Je ne me suis jamais réellement interrogé sur mes addictions – leur provenance, leur origine. Certains diront que ça correspond au starter pack du taré, qu'un bipolaire ne peut que se foutre un peu plus dans la merde en y ajoutant quelques ingrédients. Mais ce serait pensée ignorante et peu informée : la défonce est le seul moment où tout être devient bipolaire. Quand je suis déboîté, je me retrouve dans un cocon protecteur où je peux être tout – tout – être moi. Je deviens ce garçon commun, pas habitué à sa drogue et qui se retrouve prostré dans son premier bad ; sauf que c'est toute ma vie le premier bad, et il ne s'arrête jamais. C'est pour cette raison que je me pointe toujours décalqué sur son perron, complètement arraché : juste pour qu'il me trouve certes un peu débile, mais pas hors de l'ordinaire. Il me parle, comme si j'étais normal – toujours avec cet air de con coincé sur les lèvres, mais ne laissant son regard dévier sur moi avec pitié. Je commence à faire les liens, à tisser les fils autours de mon esprit tortueux pour en comprendre le contenu. Il en a rien à foutre de ma maladie, rien à battre des cachets que je prends pour calmer mes ardeurs, que faire non plus de ce corps couvert de bleus. Ce qui lui casse les couilles, c'est ma vraie personne, cet être dissimulé derrière ce voile de conneries. J'aime ça – que ce garçon que personne ne reconnaît soit enfin vu par lui – Eyre.

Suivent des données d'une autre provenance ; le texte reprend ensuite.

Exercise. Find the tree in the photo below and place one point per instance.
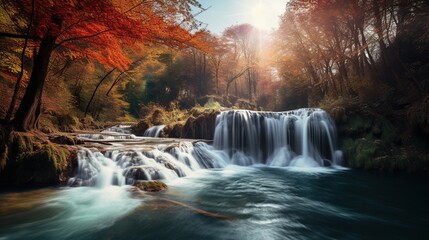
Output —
(93, 29)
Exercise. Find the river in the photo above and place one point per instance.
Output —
(259, 203)
(266, 176)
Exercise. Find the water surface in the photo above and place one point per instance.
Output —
(258, 202)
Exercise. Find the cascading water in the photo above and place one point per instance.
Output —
(154, 131)
(301, 138)
(125, 166)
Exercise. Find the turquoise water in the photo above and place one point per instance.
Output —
(257, 203)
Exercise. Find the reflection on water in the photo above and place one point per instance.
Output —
(260, 202)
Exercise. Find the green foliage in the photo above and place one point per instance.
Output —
(211, 104)
(418, 115)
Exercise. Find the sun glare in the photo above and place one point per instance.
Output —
(265, 14)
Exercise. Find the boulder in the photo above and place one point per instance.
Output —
(150, 186)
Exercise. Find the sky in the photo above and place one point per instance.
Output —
(263, 14)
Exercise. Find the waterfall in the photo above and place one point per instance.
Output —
(161, 162)
(301, 138)
(154, 131)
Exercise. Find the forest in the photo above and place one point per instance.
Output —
(66, 64)
(135, 119)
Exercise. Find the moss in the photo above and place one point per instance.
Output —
(150, 186)
(42, 166)
(32, 160)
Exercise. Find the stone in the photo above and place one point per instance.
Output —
(150, 186)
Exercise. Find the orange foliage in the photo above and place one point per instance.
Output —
(100, 29)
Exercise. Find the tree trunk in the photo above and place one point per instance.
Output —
(21, 72)
(28, 111)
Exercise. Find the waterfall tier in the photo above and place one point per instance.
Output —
(154, 131)
(125, 166)
(301, 138)
(304, 137)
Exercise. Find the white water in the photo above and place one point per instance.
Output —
(300, 139)
(154, 131)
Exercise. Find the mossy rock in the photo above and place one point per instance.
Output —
(29, 160)
(174, 131)
(43, 166)
(66, 140)
(150, 186)
(200, 127)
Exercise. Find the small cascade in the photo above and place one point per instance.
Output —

Je suis complètement déconnecté de ce qui m'entoure, empêtré dans l'analyse de mon psyché, confiné dans cet espace qui ne me laisse pas une seconde d'insouciance. Mon corps est parcouru par un flot constant d'informations à trier – milliers de papiers dans cet désert administratif qu'est mon encéphale. Quand on me balançait dans la salle d'attente du psy, j'avais envie de hurler de rire, hurler de détresse – une personne extérieure ne pourra jamais comprendre ce qui se produit en moi, ce qui me perce – ce mal, ce bien. Le seul qui ne semble pas vouloir y entrer, ne pas chercher à comprendre, c'est Lui. Alors je pose mes avant-bras sur mes genoux, ma tête contre mon épaule et je l'observe. Il parle, cherche lui-même à se comprendre – il est aussi taré que moi. 'I don't know what I wanna be dude : I don't even know what I am. I just wanna chill, allow myself to be surprised, take time to appreciate life 'cause that's what we're fucking missing : time. I don't know what I wanna be but I fucking don't wanna be alone.'

Je suis calme, relaxé, chaque mot est prononcé avec soin, chaque intonation réfléchie pour ne pas laisser le mal m'envahir. Je ne veux pas non plus être normal, être un gars lambda qui ne réfléchit pas. Je l'aime ma putain de maladie – c'est elle qui m'a fait réaliser que chaque instant est un travail, un effort. Que chaque minute rime avec contrôle et qu'il faut se battre pour pas péter un plomb. C'est pour ça que j'apprécie cette seconde, mes yeux plongés dans les siens : c'est pour des secondes comme celles-ci que je bataille contre ce mal. Et puis, c'est très certainement ce mal qui m'a emmené à ses côtés. Je prends la manette, passe mes doigts sur le stickers et envoie un léger sourire dans sa direction. 'I'm really not that much of a player, don't mock me.'

Une pièce close, pas de lumière, du sang. Et soudain encore plus de sang. Je comprends le jeu lorsque je me rends compte que le but n'est pas de crever pendant la première seconde. Nouvelle vie, j'avance, je souris, je ris même. Je me fais dégommer mais la mort n'a jamais eu un goût si doux. On recommence, je m'enivre de la frivolité de cette occupation, ressens comme de l'extase en comprenant que mon esprit s'agite moins, que mon cerveau émet des sons à un volume moins important. Je sors deux cigarettes de mon paquet, en coince une entre mes dents et dépose l'autre entre ses lèvres. Je m'approche, pose ma main contre sa joue pour permettre à la flamme de se raidir, j'allume sa cigarette – puis la mienne.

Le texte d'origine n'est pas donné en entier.